A voice agent that feels real-time has less than 200ms between when the user stops talking and when they hear the first word back. Most guides stop at the model layer: pick a fast ASR, run a 7B LLM, stream TTS output. But the network layer is equally load-bearing. If you're still routing voice over HTTP/SSE, you're leaving 50-100ms on the table and losing barge-in support entirely.

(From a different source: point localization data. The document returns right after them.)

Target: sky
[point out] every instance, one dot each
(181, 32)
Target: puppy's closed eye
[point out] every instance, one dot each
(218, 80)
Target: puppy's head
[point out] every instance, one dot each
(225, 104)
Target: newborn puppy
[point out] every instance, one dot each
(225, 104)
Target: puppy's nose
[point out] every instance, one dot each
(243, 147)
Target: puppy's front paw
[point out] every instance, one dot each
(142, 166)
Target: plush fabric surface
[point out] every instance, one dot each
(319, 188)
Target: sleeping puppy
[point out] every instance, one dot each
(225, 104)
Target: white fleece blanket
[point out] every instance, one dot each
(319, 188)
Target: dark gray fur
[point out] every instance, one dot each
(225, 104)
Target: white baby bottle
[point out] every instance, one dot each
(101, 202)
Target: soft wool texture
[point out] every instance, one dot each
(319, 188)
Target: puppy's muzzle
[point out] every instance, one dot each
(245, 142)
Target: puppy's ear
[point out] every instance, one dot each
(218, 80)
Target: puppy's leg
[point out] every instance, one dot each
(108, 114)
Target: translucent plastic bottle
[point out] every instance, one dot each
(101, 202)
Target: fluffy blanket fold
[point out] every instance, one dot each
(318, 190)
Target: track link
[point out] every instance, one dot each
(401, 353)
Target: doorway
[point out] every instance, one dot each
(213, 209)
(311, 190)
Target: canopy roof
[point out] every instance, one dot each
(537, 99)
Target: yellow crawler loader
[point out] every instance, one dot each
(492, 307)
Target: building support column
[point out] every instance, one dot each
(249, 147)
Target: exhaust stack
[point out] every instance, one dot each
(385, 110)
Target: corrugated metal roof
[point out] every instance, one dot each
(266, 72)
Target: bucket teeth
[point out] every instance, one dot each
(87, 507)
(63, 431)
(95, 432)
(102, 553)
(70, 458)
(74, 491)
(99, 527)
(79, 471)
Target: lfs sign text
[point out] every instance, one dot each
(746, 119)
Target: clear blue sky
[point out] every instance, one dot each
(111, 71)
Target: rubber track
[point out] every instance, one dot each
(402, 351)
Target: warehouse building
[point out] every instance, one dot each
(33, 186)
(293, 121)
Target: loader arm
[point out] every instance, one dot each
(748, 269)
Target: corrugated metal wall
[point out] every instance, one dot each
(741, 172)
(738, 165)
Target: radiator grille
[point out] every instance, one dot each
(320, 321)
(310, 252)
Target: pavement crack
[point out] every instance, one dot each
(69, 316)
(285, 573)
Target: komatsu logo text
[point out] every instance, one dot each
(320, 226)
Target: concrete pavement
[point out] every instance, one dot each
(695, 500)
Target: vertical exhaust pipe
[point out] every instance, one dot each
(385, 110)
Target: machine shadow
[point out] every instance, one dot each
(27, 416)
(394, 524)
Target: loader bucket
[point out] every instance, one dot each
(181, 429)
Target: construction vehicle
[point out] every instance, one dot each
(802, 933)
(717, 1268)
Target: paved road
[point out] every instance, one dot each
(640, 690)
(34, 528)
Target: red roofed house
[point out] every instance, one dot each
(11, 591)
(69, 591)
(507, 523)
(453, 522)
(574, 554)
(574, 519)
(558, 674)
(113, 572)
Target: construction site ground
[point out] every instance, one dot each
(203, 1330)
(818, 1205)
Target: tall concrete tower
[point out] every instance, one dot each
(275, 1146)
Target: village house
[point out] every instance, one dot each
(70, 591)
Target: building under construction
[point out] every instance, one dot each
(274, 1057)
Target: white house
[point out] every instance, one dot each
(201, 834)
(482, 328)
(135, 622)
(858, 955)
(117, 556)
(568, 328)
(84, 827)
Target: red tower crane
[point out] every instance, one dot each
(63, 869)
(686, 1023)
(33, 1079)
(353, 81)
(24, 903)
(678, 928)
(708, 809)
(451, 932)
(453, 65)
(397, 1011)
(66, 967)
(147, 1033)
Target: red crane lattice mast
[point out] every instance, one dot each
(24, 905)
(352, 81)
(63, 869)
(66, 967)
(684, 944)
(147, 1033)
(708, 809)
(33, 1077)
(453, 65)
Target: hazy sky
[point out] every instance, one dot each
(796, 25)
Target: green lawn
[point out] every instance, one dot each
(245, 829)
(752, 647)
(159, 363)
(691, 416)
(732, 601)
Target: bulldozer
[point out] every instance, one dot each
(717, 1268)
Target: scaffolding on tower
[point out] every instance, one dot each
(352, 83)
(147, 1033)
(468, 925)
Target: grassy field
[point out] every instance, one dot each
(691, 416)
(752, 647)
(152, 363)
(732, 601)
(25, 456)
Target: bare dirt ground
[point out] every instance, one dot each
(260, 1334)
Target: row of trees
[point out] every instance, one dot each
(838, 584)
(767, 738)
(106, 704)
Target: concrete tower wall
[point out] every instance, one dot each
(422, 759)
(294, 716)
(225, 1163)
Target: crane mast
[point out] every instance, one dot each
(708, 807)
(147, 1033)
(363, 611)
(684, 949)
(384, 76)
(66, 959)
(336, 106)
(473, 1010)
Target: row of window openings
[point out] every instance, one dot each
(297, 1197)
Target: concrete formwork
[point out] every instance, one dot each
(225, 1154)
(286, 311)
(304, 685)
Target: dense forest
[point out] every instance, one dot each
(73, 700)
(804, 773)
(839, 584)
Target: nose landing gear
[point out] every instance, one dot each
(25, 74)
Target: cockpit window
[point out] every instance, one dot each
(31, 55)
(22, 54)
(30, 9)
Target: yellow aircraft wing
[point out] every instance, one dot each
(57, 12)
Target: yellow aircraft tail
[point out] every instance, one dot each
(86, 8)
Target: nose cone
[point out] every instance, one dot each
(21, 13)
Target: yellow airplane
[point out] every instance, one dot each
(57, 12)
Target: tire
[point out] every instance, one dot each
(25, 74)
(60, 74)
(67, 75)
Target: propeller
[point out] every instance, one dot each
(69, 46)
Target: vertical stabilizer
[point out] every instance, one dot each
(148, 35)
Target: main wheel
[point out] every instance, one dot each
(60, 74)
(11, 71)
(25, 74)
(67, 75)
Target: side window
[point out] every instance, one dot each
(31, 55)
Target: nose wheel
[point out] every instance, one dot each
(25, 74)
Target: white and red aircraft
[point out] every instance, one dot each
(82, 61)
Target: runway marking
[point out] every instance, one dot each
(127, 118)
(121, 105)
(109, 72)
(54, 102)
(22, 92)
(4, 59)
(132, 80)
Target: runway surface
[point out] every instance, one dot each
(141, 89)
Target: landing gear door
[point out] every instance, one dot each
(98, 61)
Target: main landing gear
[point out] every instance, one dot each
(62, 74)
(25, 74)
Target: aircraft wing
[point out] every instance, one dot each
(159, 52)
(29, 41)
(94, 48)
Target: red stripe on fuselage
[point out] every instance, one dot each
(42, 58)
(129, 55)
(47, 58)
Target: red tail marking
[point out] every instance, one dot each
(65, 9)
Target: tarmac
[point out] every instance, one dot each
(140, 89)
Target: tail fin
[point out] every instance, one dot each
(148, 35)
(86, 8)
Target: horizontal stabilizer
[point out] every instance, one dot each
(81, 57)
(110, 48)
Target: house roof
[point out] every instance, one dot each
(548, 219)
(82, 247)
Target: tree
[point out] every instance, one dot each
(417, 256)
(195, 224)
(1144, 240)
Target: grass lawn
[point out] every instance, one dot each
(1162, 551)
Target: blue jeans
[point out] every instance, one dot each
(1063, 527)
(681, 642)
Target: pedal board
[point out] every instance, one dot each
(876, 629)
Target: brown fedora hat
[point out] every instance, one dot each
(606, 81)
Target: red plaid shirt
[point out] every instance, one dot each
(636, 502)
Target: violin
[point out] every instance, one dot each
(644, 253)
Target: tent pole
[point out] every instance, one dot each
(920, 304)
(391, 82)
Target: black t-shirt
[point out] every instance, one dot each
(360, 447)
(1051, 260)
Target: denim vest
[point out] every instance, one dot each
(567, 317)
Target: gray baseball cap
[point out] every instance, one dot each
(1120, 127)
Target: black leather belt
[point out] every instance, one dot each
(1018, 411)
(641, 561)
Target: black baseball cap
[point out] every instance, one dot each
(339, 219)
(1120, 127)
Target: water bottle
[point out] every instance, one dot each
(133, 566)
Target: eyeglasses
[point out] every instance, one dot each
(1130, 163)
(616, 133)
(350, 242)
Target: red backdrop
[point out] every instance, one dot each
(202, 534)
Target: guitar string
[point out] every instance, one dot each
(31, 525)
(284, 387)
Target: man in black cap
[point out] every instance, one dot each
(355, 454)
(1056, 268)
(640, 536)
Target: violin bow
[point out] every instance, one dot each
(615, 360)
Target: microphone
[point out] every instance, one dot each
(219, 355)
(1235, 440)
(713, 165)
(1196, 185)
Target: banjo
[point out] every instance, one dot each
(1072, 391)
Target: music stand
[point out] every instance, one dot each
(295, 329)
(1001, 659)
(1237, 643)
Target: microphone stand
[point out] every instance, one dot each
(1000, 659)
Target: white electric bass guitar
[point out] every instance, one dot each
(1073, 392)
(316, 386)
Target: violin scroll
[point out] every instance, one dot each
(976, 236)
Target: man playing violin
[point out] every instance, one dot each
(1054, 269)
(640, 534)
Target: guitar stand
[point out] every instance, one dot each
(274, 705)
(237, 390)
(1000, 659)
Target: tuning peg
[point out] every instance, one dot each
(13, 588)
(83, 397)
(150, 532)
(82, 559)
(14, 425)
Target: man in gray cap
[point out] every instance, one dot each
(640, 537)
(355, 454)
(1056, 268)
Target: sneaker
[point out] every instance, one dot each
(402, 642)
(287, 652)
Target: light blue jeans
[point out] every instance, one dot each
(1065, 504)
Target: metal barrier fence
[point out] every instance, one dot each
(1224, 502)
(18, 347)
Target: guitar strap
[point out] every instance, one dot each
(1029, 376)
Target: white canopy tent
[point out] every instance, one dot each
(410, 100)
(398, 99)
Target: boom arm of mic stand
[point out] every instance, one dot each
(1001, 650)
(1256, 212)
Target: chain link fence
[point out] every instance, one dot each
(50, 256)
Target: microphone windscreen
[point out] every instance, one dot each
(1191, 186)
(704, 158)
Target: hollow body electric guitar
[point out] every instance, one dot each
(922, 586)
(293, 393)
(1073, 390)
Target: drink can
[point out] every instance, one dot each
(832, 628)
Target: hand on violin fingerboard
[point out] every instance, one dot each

This post covers the network plumbing that sits between your GPU inference stack and the end user: WebRTC transport, SFU selection, token streaming over data channels, jitter buffer configuration, and barge-in handling. For the model-layer side (VRAM sizing, ASR/LLM/TTS GPU allocation, and latency budgets per stage), see the Voice AI GPU Infrastructure guide. For the TTS model specifically, NeuTTS Air covers the 320x real-time synthesis option built on Spheron.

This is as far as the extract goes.